Aqui é um espaço para eu viver minha Sombra (na acepção de Jung) de uma forma criativa.
E isso será feito por meio da escrita de contos policiais e de suspense.

segunda-feira, 21 de junho de 2010

Na mente do psicopata

O psicopata encontrava-se sentado na sala de interrogatório. Aguardava a chegada do especialista em análise do comportamento. Mais uma vez o interrogariam. Estava ali há cerca de quatro horas. Vários policiais tentaram extrair as informações necessárias do criminoso. Não conseguiram obter uma sílaba sequer. E, o mais incômodo, saíram desconcertados. Foram incapazes de suportar o olhar frio e penetrante daquele enigmático homem.

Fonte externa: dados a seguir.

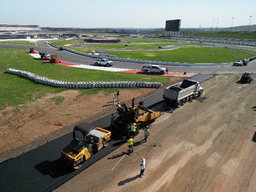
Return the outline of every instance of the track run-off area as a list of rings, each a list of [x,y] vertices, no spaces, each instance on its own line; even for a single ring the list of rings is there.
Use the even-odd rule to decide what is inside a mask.
[[[59,64],[67,67],[140,74],[147,65],[114,61],[112,66],[99,67],[93,64],[93,58],[59,50],[42,41],[35,46],[0,43],[1,48],[30,47],[37,52],[31,57],[40,59],[39,52],[56,54],[61,61]],[[256,51],[255,48],[247,48]],[[255,191],[256,87],[254,81],[240,82],[241,75],[236,74],[256,73],[256,60],[241,67],[232,63],[211,67],[191,64],[168,66],[169,74],[163,75],[190,77],[202,83],[202,97],[178,109],[165,104],[163,91],[143,99],[146,107],[162,113],[150,126],[156,147],[150,140],[143,141],[140,130],[135,138],[135,153],[130,155],[126,140],[113,132],[110,145],[74,171],[64,166],[60,159],[61,149],[72,138],[71,132],[1,163],[0,191]],[[91,124],[108,129],[110,124],[108,115]],[[138,175],[142,157],[147,166],[143,179]]]

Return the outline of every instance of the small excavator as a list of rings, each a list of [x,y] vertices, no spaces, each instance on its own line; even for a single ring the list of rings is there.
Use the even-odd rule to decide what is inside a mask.
[[[49,59],[50,63],[60,63],[60,60],[57,57],[57,55],[56,54],[51,54],[50,58]]]

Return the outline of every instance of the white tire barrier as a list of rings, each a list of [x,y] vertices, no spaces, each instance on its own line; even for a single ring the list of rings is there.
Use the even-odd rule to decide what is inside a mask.
[[[146,87],[159,88],[162,83],[158,82],[148,82],[143,81],[111,82],[66,82],[42,77],[36,75],[20,70],[9,68],[7,72],[11,74],[18,75],[39,83],[65,88],[89,89],[95,88],[128,88]]]

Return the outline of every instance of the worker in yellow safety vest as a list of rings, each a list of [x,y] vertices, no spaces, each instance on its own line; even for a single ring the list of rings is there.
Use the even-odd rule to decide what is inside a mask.
[[[147,137],[149,135],[149,130],[148,129],[148,126],[146,126],[144,129],[144,135],[145,135],[145,142],[147,142]]]
[[[129,149],[130,150],[129,153],[133,153],[133,148],[132,147],[132,145],[133,144],[133,139],[130,137],[129,139],[127,140],[127,143],[128,143],[128,147],[129,147]]]
[[[131,125],[131,131],[132,136],[132,138],[134,138],[134,136],[135,136],[135,132],[136,131],[136,129],[137,129],[137,125],[136,125],[136,123],[134,123]]]

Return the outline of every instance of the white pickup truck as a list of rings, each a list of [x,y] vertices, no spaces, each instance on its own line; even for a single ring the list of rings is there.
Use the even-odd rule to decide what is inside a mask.
[[[109,67],[110,66],[112,66],[112,65],[113,64],[113,61],[109,61],[109,60],[105,59],[97,59],[96,60],[94,60],[93,61],[93,63],[96,64],[96,65],[103,65],[106,66],[107,67]]]
[[[141,71],[144,71],[145,73],[147,73],[150,71],[151,73],[160,73],[162,75],[163,75],[166,72],[166,69],[156,65],[152,65],[151,66],[143,66]]]

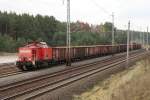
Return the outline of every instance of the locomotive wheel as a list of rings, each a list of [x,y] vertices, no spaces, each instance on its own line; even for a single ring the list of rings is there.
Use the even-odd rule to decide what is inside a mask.
[[[23,71],[27,71],[27,67],[25,65],[22,66]]]

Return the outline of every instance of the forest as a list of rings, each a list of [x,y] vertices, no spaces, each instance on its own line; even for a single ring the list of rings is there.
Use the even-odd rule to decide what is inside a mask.
[[[111,44],[111,31],[111,22],[99,25],[71,22],[71,45]],[[115,27],[114,31],[115,43],[126,43],[126,30]],[[132,33],[133,40],[139,41],[139,32]],[[61,22],[54,16],[0,12],[0,51],[16,52],[18,47],[32,41],[44,41],[49,46],[65,46],[66,22]]]

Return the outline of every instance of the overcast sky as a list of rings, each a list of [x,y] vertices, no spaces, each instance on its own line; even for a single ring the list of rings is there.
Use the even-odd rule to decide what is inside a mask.
[[[55,16],[66,21],[66,0],[0,0],[1,11]],[[150,0],[71,0],[71,21],[100,24],[111,21],[115,14],[115,26],[144,31],[150,26]]]

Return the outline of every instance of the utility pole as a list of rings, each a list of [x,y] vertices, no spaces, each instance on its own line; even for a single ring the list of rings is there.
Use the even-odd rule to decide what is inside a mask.
[[[142,38],[143,38],[143,47],[144,47],[144,45],[145,45],[145,39],[144,39],[144,38],[145,38],[145,36],[144,36],[144,32],[142,32],[142,35],[143,35],[143,37],[142,37]]]
[[[130,21],[128,22],[128,31],[127,31],[127,65],[129,64],[129,43],[130,43]]]
[[[114,36],[114,13],[112,13],[112,54],[114,53],[114,42],[115,42],[115,36]]]
[[[148,47],[149,47],[148,37],[149,37],[149,34],[148,34],[148,26],[147,26],[147,50],[148,50]]]
[[[115,36],[114,36],[114,13],[112,13],[112,45],[114,46],[115,42]]]
[[[66,66],[71,66],[71,53],[70,53],[70,42],[71,42],[71,36],[70,36],[70,0],[67,0],[67,48],[66,48]]]

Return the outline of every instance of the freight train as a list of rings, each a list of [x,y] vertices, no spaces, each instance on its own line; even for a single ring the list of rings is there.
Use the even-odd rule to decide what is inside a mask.
[[[140,44],[129,45],[130,50],[140,49]],[[32,42],[19,48],[16,66],[21,70],[38,69],[66,62],[66,47],[49,47],[45,42]],[[126,44],[71,46],[71,61],[125,52]]]

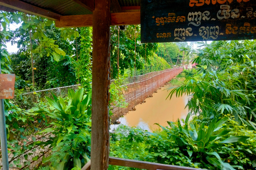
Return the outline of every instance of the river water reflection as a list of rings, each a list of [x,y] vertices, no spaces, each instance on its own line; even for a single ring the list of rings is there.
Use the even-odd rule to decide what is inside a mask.
[[[146,99],[146,102],[137,105],[135,111],[130,111],[123,118],[119,119],[121,124],[131,127],[139,127],[149,131],[156,130],[160,125],[168,125],[167,121],[175,122],[178,118],[185,119],[188,113],[188,108],[185,109],[189,97],[183,96],[176,98],[173,96],[171,100],[166,99],[170,91],[166,89],[170,85],[162,87],[153,94],[153,97]],[[118,125],[112,125],[111,129],[116,128]]]

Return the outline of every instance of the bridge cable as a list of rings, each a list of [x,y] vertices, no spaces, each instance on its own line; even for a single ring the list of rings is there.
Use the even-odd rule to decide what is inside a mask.
[[[135,50],[134,51],[134,110],[136,105],[136,86],[135,82],[136,80],[136,30],[137,25],[135,25]]]

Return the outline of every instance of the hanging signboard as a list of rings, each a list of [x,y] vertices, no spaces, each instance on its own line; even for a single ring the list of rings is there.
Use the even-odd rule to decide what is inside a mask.
[[[14,74],[0,74],[0,99],[13,98],[15,84]]]
[[[142,42],[256,39],[255,0],[141,0]]]

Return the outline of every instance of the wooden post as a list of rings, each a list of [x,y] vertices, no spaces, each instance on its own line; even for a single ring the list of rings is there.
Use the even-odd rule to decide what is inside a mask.
[[[91,169],[106,170],[109,154],[110,0],[94,2]]]

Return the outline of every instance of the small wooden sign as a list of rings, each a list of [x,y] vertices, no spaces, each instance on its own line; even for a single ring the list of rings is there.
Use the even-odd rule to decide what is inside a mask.
[[[0,74],[0,99],[13,98],[15,84],[15,74]]]
[[[255,0],[141,0],[142,42],[256,39]]]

Ele era observado por um grupo de homens e mulheres fardados que ocupava a sala ao lado. Todos o avaliavam através do falso espelho que os separavam. Parecia um artista, daqueles que hipnotizam a platéia com sua simples presença carismática. E arrastam a multidão através de seu brilho. Porém, o que destacava aquele homem era um brilho sinistro.

A atmosfera gélida do recinto em que o psicopata permanecia talvez representasse fielmente o seu habitat. Sua psique provavelmente sentia-se confortável naquele ambiente. E ele, impassível, desejava olhar nos olhos do próximo imbecil que chegaria. Internamente soltaria mais uma macabra gargalhada ao ver a reação de assombro do merdinha que viria.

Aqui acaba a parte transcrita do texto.